Nigerian billionaire Tony Elumelu, an outspoken advocate of “Africapitalism,” last week launched a $100m pan-African initiative to train, fund, mentor and empower the next generation of African entrepreneurs. Elumelu said entrepreneurship was “the cornerstone to African development” – a resounding endorsement of the homegrown private sector, and an implicit rebuke of traditional aid structures that have struggled to cope with crises in Africa and elsewhere in 2014.
The entrepreneurship program will help to grow 10,000 startups and young businesses from across Africa over the next 10 years, targeting the creation of one million jobs and $10 billion in annual revenues. Elumelu argues that a vibrant, African-led private sector is the key to unlocking Africa's economic and social potential. His program aims to create an environment where entrepreneurs can get the support they need in the critical early days.

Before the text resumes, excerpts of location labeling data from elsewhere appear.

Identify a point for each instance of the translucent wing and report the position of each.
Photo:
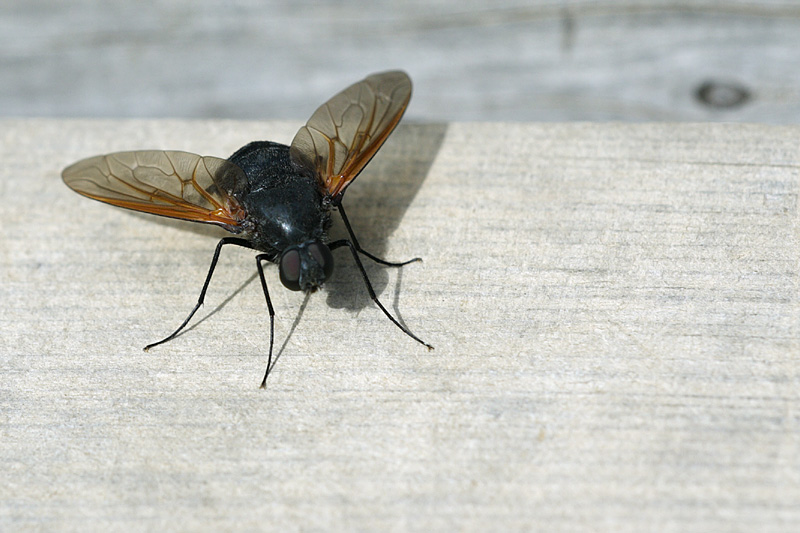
(345, 132)
(171, 184)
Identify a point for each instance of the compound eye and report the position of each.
(323, 256)
(289, 269)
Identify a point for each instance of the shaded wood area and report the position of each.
(487, 61)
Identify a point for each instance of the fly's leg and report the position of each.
(366, 253)
(259, 259)
(220, 244)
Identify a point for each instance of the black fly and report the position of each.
(277, 199)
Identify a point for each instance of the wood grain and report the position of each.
(614, 309)
(498, 61)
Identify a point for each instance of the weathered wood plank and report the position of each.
(502, 60)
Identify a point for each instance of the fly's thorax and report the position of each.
(284, 206)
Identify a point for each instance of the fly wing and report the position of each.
(345, 132)
(171, 184)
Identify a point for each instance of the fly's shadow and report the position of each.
(376, 208)
(277, 199)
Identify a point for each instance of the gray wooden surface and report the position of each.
(470, 60)
(614, 309)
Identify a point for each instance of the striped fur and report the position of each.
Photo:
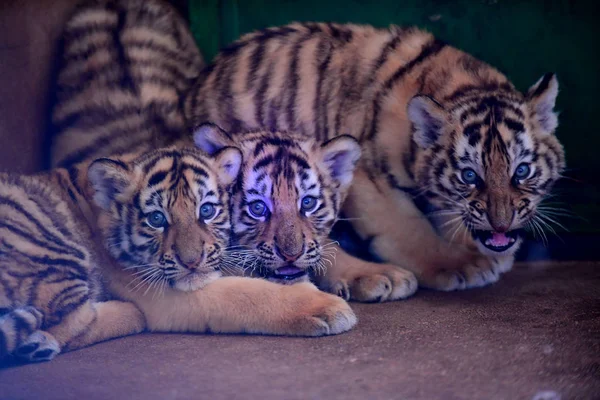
(424, 113)
(123, 67)
(85, 258)
(281, 172)
(69, 236)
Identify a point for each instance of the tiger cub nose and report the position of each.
(191, 262)
(287, 255)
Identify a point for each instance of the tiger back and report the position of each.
(436, 127)
(112, 247)
(70, 240)
(122, 68)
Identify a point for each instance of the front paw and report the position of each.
(323, 314)
(477, 272)
(39, 346)
(376, 283)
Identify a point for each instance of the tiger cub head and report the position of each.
(287, 198)
(487, 157)
(164, 215)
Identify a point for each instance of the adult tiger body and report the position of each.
(134, 242)
(430, 120)
(122, 68)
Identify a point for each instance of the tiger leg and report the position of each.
(96, 322)
(16, 326)
(355, 279)
(400, 234)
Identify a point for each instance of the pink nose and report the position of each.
(501, 227)
(191, 262)
(287, 255)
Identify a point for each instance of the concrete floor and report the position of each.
(535, 334)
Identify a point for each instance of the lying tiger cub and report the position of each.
(433, 123)
(287, 200)
(134, 243)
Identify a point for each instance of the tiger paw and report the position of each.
(39, 346)
(321, 314)
(478, 272)
(376, 283)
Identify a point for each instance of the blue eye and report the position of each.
(469, 176)
(522, 171)
(308, 203)
(257, 208)
(156, 219)
(207, 211)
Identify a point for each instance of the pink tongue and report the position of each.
(287, 271)
(499, 239)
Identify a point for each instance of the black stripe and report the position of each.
(320, 123)
(259, 97)
(263, 162)
(542, 86)
(427, 51)
(157, 178)
(292, 80)
(127, 81)
(28, 237)
(49, 236)
(255, 61)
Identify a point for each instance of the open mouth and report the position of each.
(497, 241)
(287, 273)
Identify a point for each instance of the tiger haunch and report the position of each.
(432, 121)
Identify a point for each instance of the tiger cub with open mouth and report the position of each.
(434, 124)
(122, 244)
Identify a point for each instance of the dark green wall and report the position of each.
(524, 39)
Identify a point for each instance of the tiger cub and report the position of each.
(122, 67)
(133, 243)
(434, 125)
(285, 204)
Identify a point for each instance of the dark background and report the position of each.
(524, 39)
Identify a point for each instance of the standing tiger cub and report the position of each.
(433, 123)
(92, 253)
(287, 199)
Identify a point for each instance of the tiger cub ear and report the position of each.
(340, 156)
(109, 179)
(428, 118)
(210, 138)
(541, 99)
(228, 162)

“This program brings together my own entrepreneurial experience and my fundamental belief that entrepreneurs – women and men across Africa – will lead Africa's development and transform our future,” Elumelu said.
The fund was announced at the end of a particularly bleak year for Africa's international image. After the optimism of “Africa rising”, which posited that consumer-driven growth bolstered by an expanding middle class would herald a new era, news was dominated by war and the spread of Ebola. In the top headline-grabbers – Liberia, Guinea, Sierra Leone, Central African Republic and South Sudan – thousands of lives were lost and years of development undone.
On 19 November, as the World Health Organization told reporters in Geneva that the Ebola death toll had risen to 5,420, young entrepreneurs from across the continent met foreign leaders and business people from Africa, the US and beyond at the Global Entrepreneurship Summit in Morocco. The theme of the summit was harnessing the power of technology for innovation and entrepreneurship.
In a keynote speech, the US vice-president, Joe Biden, asked what could be done to help “brilliant young minds” and enable entrepreneurship to take deeper root. “America's experience, like many others, teaches us that fostering entrepreneurship is not just about crafting the right economic policy, or developing the best educated curricula. It's about creating an entire climate in which innovation and ideas flourish,” he said.